Here are the Grafana graphs and settings covering a single user-defined class "applications" and the rest are WLM standard built-in classes:
In the graphs there are:
- CPU Consumed
- Showing the CPU utilisation percentages for each class.
- CPU Physical Consumed
- Showing the number of actual CPU cores being used.
- Memory Consumed
- Showing the memory-used percentages.
- Block I/O (BIO)
- It is disk I/O. Shows a percentage of the disk device throughput being used.
- Shares per class
- Used to limit the resources (CPU, memory, and BIO). A value of -1 means the resource control is off.
- Desired per class
- The WLM calculated target for resource control.
- Processes by class
- The number of processes in the class. A useful check that the class definitions are correct.
- State by class
- Shows the status, like Active or not.
Notes on Classes
There are two WLM standard useful special classes:
System classes:
- Operating system kernel internal processes get automatically added to the System class.

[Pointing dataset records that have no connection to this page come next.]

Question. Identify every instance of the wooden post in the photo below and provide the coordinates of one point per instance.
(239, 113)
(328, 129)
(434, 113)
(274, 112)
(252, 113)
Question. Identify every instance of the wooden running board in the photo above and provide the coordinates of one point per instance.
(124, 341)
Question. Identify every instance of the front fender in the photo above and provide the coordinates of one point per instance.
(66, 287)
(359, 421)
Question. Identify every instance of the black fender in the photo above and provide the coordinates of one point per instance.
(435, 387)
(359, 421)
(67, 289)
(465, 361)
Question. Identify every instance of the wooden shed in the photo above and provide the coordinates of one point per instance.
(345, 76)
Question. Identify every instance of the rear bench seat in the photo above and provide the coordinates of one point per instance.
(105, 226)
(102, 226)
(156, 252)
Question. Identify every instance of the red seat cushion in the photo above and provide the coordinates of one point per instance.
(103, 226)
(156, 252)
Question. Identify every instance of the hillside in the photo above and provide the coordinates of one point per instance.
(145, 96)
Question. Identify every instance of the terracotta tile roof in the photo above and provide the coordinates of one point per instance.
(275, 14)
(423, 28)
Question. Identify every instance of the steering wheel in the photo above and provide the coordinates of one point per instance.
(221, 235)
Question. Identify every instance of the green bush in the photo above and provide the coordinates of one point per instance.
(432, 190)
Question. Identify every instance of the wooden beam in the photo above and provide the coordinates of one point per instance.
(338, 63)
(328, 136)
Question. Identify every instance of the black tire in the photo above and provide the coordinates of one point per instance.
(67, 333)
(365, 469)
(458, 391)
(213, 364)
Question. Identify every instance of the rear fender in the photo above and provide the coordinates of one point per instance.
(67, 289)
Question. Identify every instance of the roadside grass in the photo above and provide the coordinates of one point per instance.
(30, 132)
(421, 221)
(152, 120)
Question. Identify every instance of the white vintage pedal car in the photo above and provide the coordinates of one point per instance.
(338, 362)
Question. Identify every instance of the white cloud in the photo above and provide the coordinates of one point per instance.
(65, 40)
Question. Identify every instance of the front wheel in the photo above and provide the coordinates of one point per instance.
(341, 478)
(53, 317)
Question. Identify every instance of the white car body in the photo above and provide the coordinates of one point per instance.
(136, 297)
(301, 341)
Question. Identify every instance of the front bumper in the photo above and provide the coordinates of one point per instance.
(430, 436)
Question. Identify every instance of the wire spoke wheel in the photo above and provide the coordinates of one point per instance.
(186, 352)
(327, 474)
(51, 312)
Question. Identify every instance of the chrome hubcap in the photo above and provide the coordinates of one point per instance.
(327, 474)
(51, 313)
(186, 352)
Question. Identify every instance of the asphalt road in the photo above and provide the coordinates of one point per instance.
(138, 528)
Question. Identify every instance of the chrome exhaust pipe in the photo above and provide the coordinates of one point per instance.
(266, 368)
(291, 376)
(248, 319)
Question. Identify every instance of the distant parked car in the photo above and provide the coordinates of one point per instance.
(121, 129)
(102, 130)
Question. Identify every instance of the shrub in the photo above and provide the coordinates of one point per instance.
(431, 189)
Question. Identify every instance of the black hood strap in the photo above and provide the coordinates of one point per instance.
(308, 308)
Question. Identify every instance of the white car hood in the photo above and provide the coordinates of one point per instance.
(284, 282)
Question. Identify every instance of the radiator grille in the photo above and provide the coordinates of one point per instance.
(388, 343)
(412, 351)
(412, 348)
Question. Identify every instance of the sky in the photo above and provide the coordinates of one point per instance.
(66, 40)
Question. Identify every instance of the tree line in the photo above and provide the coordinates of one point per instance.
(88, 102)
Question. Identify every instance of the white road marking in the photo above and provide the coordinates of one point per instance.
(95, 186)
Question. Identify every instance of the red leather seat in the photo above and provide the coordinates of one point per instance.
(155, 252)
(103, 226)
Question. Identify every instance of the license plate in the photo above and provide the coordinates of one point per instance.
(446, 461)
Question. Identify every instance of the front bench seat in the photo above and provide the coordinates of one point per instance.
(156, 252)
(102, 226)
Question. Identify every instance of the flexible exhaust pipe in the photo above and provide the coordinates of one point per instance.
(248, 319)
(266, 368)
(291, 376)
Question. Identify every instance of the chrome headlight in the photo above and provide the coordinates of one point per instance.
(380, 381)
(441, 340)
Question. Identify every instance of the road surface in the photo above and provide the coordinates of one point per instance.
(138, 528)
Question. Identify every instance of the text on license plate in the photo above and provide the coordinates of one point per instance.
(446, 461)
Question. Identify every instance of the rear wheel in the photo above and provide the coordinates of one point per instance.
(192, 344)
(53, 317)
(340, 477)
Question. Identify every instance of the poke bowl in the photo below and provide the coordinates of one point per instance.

- Allows managing system resource usage but it is not recommended to actively manage this class.
- The UNIX CPU utilisation statistics are: User, System, Idle, and Wait for I/O. The System class matches the System Utilisation statistics.
- Note there are a few system classes - see the Redbooks: WLM for the full details.
Default:
- All user processes that not classified get add to Default.

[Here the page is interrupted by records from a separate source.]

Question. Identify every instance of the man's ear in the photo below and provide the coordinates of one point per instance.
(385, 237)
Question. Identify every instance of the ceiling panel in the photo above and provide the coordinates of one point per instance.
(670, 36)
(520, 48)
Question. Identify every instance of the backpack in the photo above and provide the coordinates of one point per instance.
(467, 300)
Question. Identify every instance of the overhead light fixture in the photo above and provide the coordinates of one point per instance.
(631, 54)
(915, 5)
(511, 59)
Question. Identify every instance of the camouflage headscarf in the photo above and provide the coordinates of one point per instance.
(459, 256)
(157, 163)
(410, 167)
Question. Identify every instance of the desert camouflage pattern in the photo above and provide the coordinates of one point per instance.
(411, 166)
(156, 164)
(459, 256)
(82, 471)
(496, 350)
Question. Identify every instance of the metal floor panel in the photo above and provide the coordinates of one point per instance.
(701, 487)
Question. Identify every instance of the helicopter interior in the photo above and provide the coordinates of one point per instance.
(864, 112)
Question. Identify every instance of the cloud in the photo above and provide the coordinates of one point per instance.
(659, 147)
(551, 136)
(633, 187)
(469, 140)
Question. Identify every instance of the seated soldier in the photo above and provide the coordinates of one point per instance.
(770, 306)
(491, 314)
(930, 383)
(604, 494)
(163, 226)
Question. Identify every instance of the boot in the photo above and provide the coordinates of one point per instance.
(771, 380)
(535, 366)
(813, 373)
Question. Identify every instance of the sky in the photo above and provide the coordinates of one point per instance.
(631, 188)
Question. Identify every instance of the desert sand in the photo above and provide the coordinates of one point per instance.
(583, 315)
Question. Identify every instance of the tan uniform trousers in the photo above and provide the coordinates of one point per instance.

- Allows managing unclassified jobs>
- Use Default for small bits & pieces.
- If this number becomes large, it is recommended that you investigate why? Create a class for these unexpected processes. For example, some shell program pointlessly spinning in a loop.
Shared, Unclassified, and Unmanaged Classes
- Shared covers shared memory pages that are not assigned to other classes.
- Unclassified and Unmanaged - see the AIX Workload Manager Redbook section 2.2 for details.
System administrators can create up to 270 more classes.
Assigning processes to classes is controlled by the configuration file /etc/wlm/current/classes.
The chart points out the class of a process can be one of many methods:
- The user ID that started the process
- The user group ID of the user that started the process
- The program name in the file system used to start the process
Also, there is
- The class is set to the class of the process, which started a subprocess that uses fork and exec system calls - this setting is called inheritance
- A user forcing a process into a class by that uses the AIX wlmassign command
Legend:
- "*" wildcard can be used for example /usr/local/bin/*
- "-" = all
- "!" = exclusion
After the classes are defined, start WLM or tell it to reapply the settings with: wlmcntrl -a
The following diagram shows for each class the CPU, memory, and disk I/O in monitored. The WLM tool does not consume many CPU cycles. But is useful for understanding the workloads.
Once the workloads are understood, there is an opportunity to adjust priorities. Perhaps, some classes are vital to the server and get more resources or other classes are less important and yield resources to boost performance to other classes. This control is managed by the assigning of shares to classes for all three resources: CPU, memory, and disk I/O. Most people want to assign percentages but if you make many changes that become tedious, adjusting the number to add up to 100. Shares are a far better method. If all the shares add up to 100, then they are percentages.